Alguns, ao contrário, colocam o bem-estar animal no centro do filme, como a comédia francesa O Julgamento do Cão (Le Procès du chien, no título original), que estreia nos cinemas no dia 11 de Setembro.
A realizadora, Laetitia Dosch, apresenta uma advogada pronta para fazer qualquer coisa para salvar o seu cliente de quatro patas, condenado à eutanásia após uma dentada. O papel é interpretado pelo cão Kodi e, segundo a mesma, o argumento foi reescrito "de acordo com ele".
"Quando as pessoas me disseram que ele não poderia fazer uma acção, eu alterei-a. Assim que ele não se estava a sentir bem, parámos", garantiu.
Em 2018, o realizador Nicolas Vanier foi alvo de uma denúncia da associação France Nature Environnement após a destruição de 500 ovos de flamingo cor-de-rosa durante a filmagem do seu filme Donne-moi des ailes (Dá-me asas, em tradução livre), que arrecadou 1,5 milhões de bilhetes vendidos.
Nos Estados Unidos, A Vida de Pi, lançado em 2012, foi fortemente criticado após revelações do Hollywood Reporter que apontavam que o tigre-de-bengala, utilizado para determinadas cenas, "quase se afogou".

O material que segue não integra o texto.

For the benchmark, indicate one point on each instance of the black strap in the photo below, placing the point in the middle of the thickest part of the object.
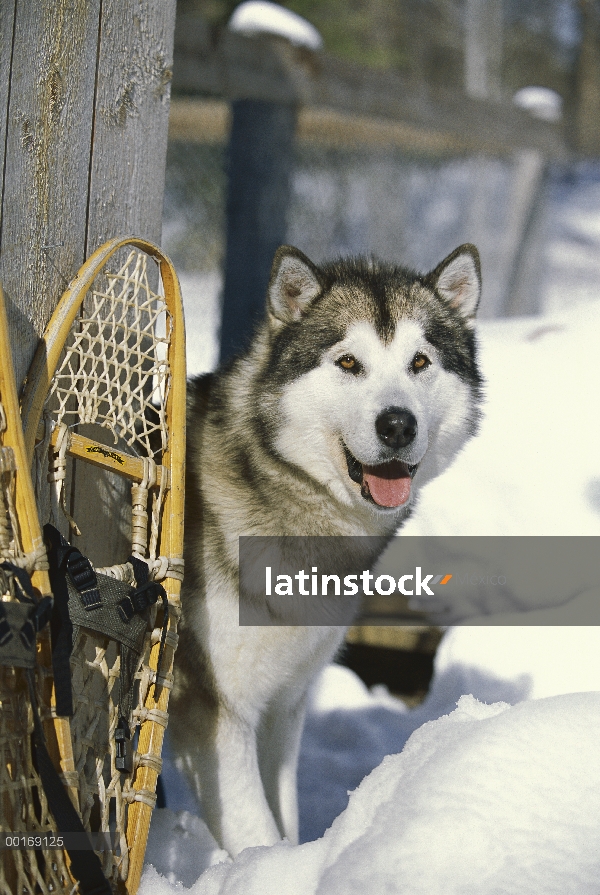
(85, 864)
(61, 627)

Uma lei de 2021 sobre abuso de animais planeia proibir a manutenção e exibição de animais selvagens em circos itinerantes em França até 2028. De momento, as filmagens não são afectadas.
Entre as áreas de melhoria consideradas, o uso de efeitos especiais pode ajudar a colocar os animais no elenco sem perigo para estes. Em 2019, o remake do filme O Rei Leão utilizou imagens geradas por computador muito realistas dos animais da savana.